Bir de şöyle bir mevzu var ki, akıllara seza!.. Ramazan ile birlikte dinî meseleler üzerine biraz daha yoğunlaştığımız, televizyonların ister samimi olarak, isterse ticareten dinî içerikli programlara ağırlık verdiğini söyleyebiliriz. Tüm bunlara mukabil bu “aktivite”lerin geleneksel olarak belli bir ay içinde sıkıştırılıp sonrasında yani Ramazan bitince tümden Müslümanlığın icaplarından uzak bir hâle geri dönmek de neyin nesi? Müslüman değildik madem, bu kadar dinî program niye? Madem Müslümandık Ramazan’dan sonra onlar nereye gitti?

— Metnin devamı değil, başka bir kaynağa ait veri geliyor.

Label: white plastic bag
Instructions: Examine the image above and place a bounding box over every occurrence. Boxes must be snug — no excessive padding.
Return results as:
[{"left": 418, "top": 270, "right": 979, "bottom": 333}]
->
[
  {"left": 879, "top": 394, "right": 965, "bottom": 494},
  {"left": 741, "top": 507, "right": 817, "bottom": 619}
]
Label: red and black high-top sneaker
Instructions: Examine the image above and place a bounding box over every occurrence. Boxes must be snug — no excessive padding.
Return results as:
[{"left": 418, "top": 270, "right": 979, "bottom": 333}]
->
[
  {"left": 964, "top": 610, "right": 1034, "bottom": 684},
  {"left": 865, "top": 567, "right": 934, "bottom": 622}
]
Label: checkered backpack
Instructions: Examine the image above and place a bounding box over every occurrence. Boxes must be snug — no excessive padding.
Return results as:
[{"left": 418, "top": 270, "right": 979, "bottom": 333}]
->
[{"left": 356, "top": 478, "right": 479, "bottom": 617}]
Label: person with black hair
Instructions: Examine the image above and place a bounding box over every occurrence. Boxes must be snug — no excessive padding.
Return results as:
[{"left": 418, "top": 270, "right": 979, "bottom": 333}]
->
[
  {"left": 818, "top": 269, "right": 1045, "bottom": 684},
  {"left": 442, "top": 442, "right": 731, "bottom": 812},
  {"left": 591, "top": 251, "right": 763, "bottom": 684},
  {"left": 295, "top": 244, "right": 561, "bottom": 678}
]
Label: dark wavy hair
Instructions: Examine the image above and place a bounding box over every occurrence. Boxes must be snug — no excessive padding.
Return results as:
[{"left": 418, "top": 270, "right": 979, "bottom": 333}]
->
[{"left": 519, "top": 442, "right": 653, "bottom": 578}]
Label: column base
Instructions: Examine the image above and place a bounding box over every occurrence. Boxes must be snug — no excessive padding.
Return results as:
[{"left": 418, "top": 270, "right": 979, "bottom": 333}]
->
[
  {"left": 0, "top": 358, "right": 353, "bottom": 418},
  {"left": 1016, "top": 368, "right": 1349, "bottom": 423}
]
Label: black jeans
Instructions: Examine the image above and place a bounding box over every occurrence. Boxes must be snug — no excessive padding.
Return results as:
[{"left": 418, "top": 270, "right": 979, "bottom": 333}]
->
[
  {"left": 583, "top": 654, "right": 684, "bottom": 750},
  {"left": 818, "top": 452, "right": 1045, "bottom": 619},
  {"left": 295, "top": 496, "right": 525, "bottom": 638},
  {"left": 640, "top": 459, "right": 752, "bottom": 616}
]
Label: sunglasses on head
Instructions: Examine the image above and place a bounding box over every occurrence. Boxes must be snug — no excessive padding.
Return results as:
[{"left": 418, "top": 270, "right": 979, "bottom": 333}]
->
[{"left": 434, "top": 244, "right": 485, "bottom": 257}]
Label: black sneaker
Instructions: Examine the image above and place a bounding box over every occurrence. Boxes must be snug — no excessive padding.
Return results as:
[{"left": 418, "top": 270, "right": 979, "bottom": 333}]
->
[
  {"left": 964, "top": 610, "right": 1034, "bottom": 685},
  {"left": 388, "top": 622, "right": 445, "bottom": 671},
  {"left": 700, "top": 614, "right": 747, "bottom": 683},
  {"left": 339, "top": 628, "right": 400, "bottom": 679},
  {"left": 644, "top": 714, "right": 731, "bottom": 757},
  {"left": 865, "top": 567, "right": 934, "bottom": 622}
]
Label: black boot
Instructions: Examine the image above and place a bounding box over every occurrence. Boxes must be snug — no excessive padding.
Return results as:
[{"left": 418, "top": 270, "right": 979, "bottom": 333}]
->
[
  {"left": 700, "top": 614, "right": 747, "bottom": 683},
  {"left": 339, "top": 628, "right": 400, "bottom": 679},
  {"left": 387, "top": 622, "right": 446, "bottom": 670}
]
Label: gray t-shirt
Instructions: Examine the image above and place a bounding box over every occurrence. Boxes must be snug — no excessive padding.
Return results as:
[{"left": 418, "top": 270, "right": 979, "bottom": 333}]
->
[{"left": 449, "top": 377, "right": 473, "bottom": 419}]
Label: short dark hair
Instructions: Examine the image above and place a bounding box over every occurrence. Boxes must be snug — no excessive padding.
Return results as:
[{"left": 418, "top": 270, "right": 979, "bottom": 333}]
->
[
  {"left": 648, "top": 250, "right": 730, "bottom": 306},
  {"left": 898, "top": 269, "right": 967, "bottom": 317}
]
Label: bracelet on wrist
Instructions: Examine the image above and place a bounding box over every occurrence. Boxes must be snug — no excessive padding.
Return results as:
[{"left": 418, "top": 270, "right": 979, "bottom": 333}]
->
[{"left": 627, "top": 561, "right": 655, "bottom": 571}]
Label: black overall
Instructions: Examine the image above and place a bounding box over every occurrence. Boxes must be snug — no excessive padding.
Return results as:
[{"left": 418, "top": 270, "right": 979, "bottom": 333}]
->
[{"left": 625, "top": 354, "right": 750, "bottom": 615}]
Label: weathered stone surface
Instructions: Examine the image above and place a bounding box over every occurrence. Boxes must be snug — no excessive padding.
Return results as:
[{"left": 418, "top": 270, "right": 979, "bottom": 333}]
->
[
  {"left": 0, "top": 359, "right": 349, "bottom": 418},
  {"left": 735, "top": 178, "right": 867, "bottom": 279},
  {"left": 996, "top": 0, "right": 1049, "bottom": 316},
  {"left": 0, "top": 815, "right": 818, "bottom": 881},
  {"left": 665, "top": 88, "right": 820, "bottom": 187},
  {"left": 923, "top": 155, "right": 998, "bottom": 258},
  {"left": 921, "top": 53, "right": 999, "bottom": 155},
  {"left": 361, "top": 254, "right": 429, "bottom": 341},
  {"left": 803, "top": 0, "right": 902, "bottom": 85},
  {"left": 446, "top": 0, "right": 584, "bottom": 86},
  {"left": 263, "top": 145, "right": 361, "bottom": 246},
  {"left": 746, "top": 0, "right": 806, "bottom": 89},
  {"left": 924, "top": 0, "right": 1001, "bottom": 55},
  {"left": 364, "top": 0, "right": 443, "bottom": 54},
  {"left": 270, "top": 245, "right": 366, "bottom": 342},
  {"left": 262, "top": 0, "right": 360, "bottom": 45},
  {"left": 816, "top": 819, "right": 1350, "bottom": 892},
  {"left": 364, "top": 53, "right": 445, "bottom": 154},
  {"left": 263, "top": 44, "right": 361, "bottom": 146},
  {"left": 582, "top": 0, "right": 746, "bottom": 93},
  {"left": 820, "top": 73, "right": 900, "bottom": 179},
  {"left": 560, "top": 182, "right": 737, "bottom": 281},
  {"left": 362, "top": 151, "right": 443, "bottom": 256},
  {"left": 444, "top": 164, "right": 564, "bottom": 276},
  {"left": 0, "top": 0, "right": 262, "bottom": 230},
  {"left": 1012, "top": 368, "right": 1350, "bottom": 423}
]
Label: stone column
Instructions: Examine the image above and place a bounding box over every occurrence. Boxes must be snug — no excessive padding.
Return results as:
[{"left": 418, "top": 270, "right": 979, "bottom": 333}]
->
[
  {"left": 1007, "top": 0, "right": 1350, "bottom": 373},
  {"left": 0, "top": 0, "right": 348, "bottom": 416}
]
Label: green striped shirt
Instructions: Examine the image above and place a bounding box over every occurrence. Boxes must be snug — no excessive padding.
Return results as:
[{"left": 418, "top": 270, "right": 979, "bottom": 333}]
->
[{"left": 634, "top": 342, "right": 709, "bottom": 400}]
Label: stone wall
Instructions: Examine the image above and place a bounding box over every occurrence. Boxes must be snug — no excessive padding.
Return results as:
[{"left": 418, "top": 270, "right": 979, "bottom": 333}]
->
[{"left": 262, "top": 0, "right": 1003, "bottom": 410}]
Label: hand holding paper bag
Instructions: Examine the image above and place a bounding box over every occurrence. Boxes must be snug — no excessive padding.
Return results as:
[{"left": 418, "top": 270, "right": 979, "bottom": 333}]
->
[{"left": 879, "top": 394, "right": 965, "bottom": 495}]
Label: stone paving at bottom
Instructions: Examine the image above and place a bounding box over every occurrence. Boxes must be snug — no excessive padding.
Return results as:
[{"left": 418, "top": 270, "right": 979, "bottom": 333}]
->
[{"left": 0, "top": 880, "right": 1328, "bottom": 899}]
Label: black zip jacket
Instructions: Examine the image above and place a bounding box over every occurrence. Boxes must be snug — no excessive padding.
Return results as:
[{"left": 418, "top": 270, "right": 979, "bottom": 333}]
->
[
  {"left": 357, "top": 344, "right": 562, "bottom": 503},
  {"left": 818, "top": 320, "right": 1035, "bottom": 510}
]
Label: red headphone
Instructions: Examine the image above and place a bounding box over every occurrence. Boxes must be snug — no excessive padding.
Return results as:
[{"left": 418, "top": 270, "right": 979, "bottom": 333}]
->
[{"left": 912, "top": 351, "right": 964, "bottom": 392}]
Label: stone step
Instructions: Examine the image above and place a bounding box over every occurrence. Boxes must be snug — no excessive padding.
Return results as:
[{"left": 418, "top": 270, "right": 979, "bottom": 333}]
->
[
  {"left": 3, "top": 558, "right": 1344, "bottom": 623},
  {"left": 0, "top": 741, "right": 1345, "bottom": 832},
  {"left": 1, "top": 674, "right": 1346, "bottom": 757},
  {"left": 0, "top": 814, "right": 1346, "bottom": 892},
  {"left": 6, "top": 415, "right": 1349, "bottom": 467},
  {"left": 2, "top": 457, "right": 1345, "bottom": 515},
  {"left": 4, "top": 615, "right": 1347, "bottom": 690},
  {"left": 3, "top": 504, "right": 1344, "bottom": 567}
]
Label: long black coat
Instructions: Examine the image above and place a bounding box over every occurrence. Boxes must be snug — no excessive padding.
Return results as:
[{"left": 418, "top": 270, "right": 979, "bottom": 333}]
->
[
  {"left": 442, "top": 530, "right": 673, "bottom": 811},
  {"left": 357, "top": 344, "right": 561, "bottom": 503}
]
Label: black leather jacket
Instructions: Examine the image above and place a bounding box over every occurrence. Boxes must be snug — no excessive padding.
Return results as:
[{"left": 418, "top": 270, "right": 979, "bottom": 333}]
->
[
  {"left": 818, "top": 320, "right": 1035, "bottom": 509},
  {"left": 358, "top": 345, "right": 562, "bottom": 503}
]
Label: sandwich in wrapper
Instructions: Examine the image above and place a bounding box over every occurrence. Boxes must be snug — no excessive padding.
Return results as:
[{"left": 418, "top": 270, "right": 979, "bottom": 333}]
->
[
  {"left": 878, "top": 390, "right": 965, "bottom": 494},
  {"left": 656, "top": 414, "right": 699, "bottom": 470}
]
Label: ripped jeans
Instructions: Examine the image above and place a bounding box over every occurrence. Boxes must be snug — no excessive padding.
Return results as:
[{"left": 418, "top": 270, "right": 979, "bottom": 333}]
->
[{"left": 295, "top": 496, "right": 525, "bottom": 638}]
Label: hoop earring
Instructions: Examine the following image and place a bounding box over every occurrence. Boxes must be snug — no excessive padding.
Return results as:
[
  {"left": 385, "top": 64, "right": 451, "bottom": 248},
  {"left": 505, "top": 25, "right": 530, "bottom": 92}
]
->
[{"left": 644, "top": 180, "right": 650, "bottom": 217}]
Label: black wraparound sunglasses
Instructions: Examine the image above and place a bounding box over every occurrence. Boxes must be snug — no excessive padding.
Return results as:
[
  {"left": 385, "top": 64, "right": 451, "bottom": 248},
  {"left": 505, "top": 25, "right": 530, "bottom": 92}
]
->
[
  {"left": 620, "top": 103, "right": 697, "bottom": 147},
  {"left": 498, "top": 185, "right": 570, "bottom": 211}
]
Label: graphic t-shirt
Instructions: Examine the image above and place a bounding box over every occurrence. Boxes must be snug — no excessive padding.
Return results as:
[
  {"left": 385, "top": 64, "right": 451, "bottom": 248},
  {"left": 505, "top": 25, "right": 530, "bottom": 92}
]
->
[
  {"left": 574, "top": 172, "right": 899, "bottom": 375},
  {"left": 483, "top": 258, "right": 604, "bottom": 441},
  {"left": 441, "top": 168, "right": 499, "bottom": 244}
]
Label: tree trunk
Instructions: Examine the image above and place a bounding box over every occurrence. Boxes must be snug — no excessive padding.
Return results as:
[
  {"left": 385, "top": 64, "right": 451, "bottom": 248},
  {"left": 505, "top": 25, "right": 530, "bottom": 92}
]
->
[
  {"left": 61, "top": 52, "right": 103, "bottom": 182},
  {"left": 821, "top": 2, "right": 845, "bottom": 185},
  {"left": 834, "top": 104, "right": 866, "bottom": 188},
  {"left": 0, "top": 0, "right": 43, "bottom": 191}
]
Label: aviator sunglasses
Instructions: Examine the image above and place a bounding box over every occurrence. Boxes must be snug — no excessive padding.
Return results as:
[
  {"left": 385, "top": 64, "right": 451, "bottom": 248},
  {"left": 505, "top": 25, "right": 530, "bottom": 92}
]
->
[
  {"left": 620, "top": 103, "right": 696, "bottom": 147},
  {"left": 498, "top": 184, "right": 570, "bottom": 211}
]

Demek ki, Ramazan ayına mahsus yapılan aktivitelerin birçoğu Ramazan’ın ruhundan habersiz bir şekilde ya ticari kaygı ile yahut da günü kurtarma maksadı ile yapılmaktadır...
 
“Nerede o eski Ramazanlar?”, “nerede o eski Bayramlar?” sualinin cevabı “nerede Müslümanlığın icaplarını yaşamak isteyen insanlar?” sualinin içerisindedir. Müslümanların her şeyden önce “İslâmcıların İslâmcılardan şikâyet etme hastalığı”ndan çıkarak evvela herkesin kendi nefsinde ne yapması gerektiğine karar vermesi gerekiyor. En mükellef sofralarda Suriye muhabbeti yapmak, “Ümmet-i Muhammed” edebiyatı yapmak, en hafif tabirle terbiyesizliktir. Müslüman kardeşinin evinin üzerine bomba düşerken bari hiç olmazsa oturulan mükellef sofralarda insan gibi Allah için aç kalmış olan midelerimizi doyuralım ama hiç olmazsa bunu yaparken Suriye, Arakan, Doğu Türkistan edebiyatı yaparak vicdanımızı rahatlatmak çabasına girmeyelim, bu çok büyük ayıptır. Ya kardeşlerimizin acısıyla iştahlarımız kesilecek kadar dertlenip samimi olacağız yahut da tuttuğumuz orucun bir yönüyle mükâfatı mahiyetinde hem Ramazan’da hem Ramazan sonrasında en güzel sofralarda insan gibi karnımızı doyuracağız. Ve böyle yaparak yine samimi olacağız...
 
Ramazan’dan önceki aylarda ve şimdi içinde bulunduğumuz zaman için genel bir eleştiri yapılırsa umumi olarak bütün toplumumuzu saran hastalığın, sebebi meçhul bir rehavet olduğunu söyleyebiliriz. Bu rehavetin oluşmasındaki en büyük amillerden birisi de bir (paradoks) olarak binlerce insanın bir günde öldüğü günümüzde, insanımızın ölümlü olduğunu hatırlamaması, bu türlü ölümlü bir varlık olarak nasıl davranılması gerektiğini idrak edememesi. Bu durumu ortaya çıkaran temel sebep ise “bilgi çağı”nın bir hastalığı olarak bilgisizlik, yani cehalet...
 
Günümüzde toplumlardaki cehaletin ulaştığı nokta ancak bu kadar bilgi ile elde edilebilirdi. 21. Yüzyıl adına onu da başardığımızı rahatlıkla söyleyebiliriz: Hastalıklar, obezite, adi suç vakalarının sıradanlaşması, toplu katliamlar, toplu tecavüzler, toplu cinayetler, akıl almayacak daha nice nice işler. Yani bütün bu kargaşa esasında bize dinden ne kadar uzak olduğumuzu ihtar etmelidir. Bu açıdan evvela tüm Müslümanlar Müslümanlardan şikâyet etmeyi bırakmalı, herkes kendi nefsinde “ne yapabilirim?” diye düşünmelidir.